Under certain collaborative arrangements, the Company is entitled to reimbursement of certain R&D expense. Activities under collaborative arrangements for which the Company is entitled to reimbursement are considered to be collaborative activities under the scope of ASC 808. For these units of account, the Company does not analogize to ASC 606 or recognize revenue. Rather, the Company analogizes to the guidance in ASC 730, which requires that reimbursements from counterparties be recognized as an offset to the related costs. In accordance with ASC 730, the Company records reimbursement payments received from collaboration partners as reductions to R&D expense.
Massachusetts Institute of Technology
On December 13, 2019, the Company entered into the Fourth Amendment (the MIT Amendment) to the Exclusive Patent License Agreement by and between the Company and the Massachusetts Institute of Technology (MIT) (the MIT Agreement). Pursuant to the MIT Amendment, a provision of the MIT Agreement under which the Company was obligated to initiate a Phase 3 clinical trial for a licensed product by a specified date in the fourth quarter of 2019 is tolled until the earlier of (i) a specified date in the second quarter of 2020 or (ii) the effective date of a written amendment to the MIT Agreement. Further, pursuant to the MIT Amendment, the parties agreed to negotiate in good faith to enter into a future amendment to the MIT Agreement after the Company provides MIT with an amended diligence plan. The parties have negotiated in good faith, which has included discussing an amended diligence plan, and the Company expects to enter into a new amendment to the MIT agreement.
On November 25, 2008, the Company entered into an Exclusive Patent License agreement with MIT, which is referred to as the Exclusive Patent License.

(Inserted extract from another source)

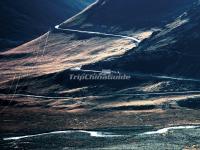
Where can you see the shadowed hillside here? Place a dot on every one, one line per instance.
(23, 20)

The Company received an exclusive royalty‑bearing license to utilize patents held by MIT in exchange for upfront consideration and annual license maintenance fees. Such fees are expensed as incurred and have not been material to any period presented.
As of March 31, 2020, and in connection with the execution of the Spark License Agreement, the Company has made contractual payments pursuant to the Exclusive Patent License totaling $2.2 million for the sublicense granted to Spark, and $0.4 million relative to the calculated premium paid by Spark for the equity investments made under the Spark Purchase Agreement. The Company made no additional payments during the three months ended March 31, 2020.
Shenyang Sunshine Pharmaceutical Co., Ltd
In May 2014, the Company entered into a license agreement with Shenyang Sunshine Pharmaceutical Co., Ltd. (“3SBio”), which is referred to as the 3SBio License. The Company has paid to 3SBio an aggregate of $3.0 million in upfront and milestone-based payments under the 3SBio License as of March 31, 2020. The Company is required to make future payments to 3SBio contingent upon the occurrence of events related to the achievement of clinical and regulatory approval milestones of up to an aggregate of $21.0 million for products containing our ImmTOR platform, and up to an aggregate of $41.5 million for products without our ImmTOR platform.